The results of this study show that RA appears to be a feasible alternative to RL for perioperative fluid resuscitation in the critically ill, even when large quantities are needed. This could have implications for clinical practice.

The limitations of our study are its single-center design and the exclusion of patients with more severe cardiac and renal impairment. The former were excluded due to the higher need for perioperative inopressors in this population as a result of the underlying cardiac disease; that latter were excluded because patients with severe kidney dysfunction have an impaired ability to react to changes in acid-base homeostasis. Another limitation might arise from the fact that patients only received the study fluid until hemodynamic stabilization and not until ICU discharge. However, in our ICU, we give maintenance fluid after hemodynamic stabilization/extubation mainly for potassium substitution to prevent arrhythmia, and the amount is generally negligible. Further limitations arise from the imbalanced distribution of ascending aortic procedures between the groups, from the exclusion of patients undergoing only isolated CABG surgery, and due to the limited sample size. In addition, our study was designed as a pragmatic trial comparing the two solutions in the context of both groups receiving usual care. We cannot address the possible specific hemodynamic effects (e.g., vasodilatation) of either solution.

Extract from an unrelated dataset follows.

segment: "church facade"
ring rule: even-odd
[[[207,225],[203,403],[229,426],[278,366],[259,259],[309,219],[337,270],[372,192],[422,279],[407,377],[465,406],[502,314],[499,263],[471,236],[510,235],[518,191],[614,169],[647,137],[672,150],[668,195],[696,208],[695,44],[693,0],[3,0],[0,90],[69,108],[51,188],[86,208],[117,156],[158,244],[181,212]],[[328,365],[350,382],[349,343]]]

Further confirmatory studies are certainly warranted in the future.

Conclusion

In this study, in patients undergoing cardiac valve surgery, hemodynamic profiles and inopressor requirements were similar in patients receiving Ringer’s lactate and Ringer’s acetate for perioperative fluid resuscitation. Between-group differences in metabolic alkalosis commonly associated with larger loads of acetate infusion were not observed in this study. In this trial, Ringer’s acetate solution appears to be an acceptable alternative to Ringer’s lactate solution for perioperative fluid resuscitation in cardiac surgery. Our results need to be verified in a larger cohort, however.